Огромный детина ухватил одного из спутников за рукав армяка, взглядом спросил – здесь ли, дескать, тайный дозор притаился? А тот согласным кивком головы подтвердил – здесь. И все пятеро снова двинулись к мысу так же тихо, стараясь не хрустнуть ненароком сухой валежинкой. И все же шагов за десять не убереглись – что-то хряснуло под сапогом, и от сосны тут же испуганный окрик:
– Кто таков? Назовись, а то пальну из пищали!
– Не полошись, менять вас идем, – ответил Спирька, надвигаясь на караульных, словно медведь, вставший на задние лапы.
– A-а, это ты, Янка? Чего в такую рань, еще и солнышко не вскинулось над окоемом, зги не видно из-за тумана… Ой, братцы, это же не Янка Сукин?! Кара…
Крикнуть «караул!» ему не дали – Спирька ткнул саблей в живот, и стрелец из сотни Ивана Балаки, в тумане принявший рослого Спирьку за своего пятидесятника Янку Сукина, кулем свалился на утоптанную у костра траву, и его два товарища из пришлых с засеки казаков не успели ухватиться за ружья для споловшего выстрела, сморила их в тиши туманной коварная предутренняя дрема.

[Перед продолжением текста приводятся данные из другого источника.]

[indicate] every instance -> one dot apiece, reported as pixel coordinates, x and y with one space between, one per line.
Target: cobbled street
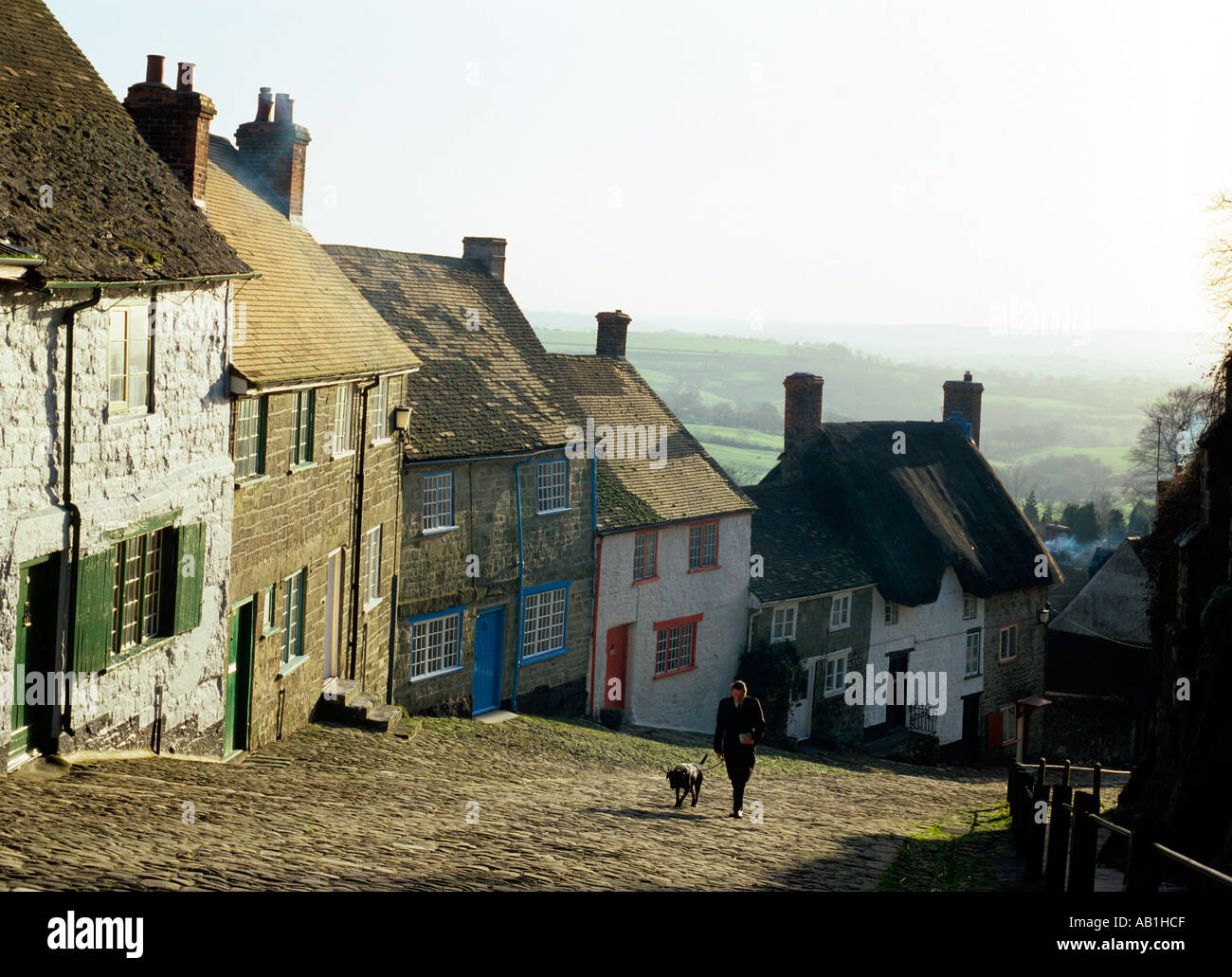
528 804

Спирька трижды поухал филином, и со стругов на берег, стараясь не шуметь, посыпались стрельцы Афанасия Козинского и три сотни московских стрельцов, присланных из Синбирска на стругах в подкрепление белоярскому гарнизону. Спирька с двумя бобылями да с тремя особо доверенными ярыжками от приказной синбирской избы сбежали с мыска, доложили старшему в походной команде:
– Готово, стрелецкий голова! Дозор воровской убаюкали до смерти, раньше Страшного суда не опомнятся! Можно теперь и под Усолье крадучись идти, пока воровское становище не проснулось!
Афанасий Козинский, человек бывалый и воевавший в недавнюю польскую кампанию, не попер на вооруженный лагерь казаков прямо, поделил свой отряд на две части, поставил в проводники по бобылю и скрытно подступился к Надеиному Усолью.
И если бы не брехливые собаки, которые были при караульных казаках на ближних заставах! Учуяли в тумане чужих, лай подняли такой, что хоть святых из церкви выноси! Тут и караульные всполошились, толком не разглядев еще сквозь пелену тумана противника, ударили из ружей, почти не целясь, да и метнулись к стану, укрываясь за плетеную изгородь на невысоком валу.
– Сполох, казаки! За мной! – Иван Балака с теми, кто был с ним в одной избе, схватил заряженное с вечера ружье, сунул за кушак саблю и пистоль и выскочил на улицу – а туманище такой, хоть глаза коли, в двадцати шагах ничего не разглядеть – то ли надолба торчит, то ли враг хитрющий так вытянулся! Кинулся Иван на выстрелы к восточной стороне, решив наверняка, что воеводские стрельцы подступили от протоки, да навстречу ему уже бежали чужие, а кто-то громко и, похоже, радостно кричал:
– Здесь их начальный сотник! А здесь сам воровской атаман Ромашка! Имайте воровских заводчиков!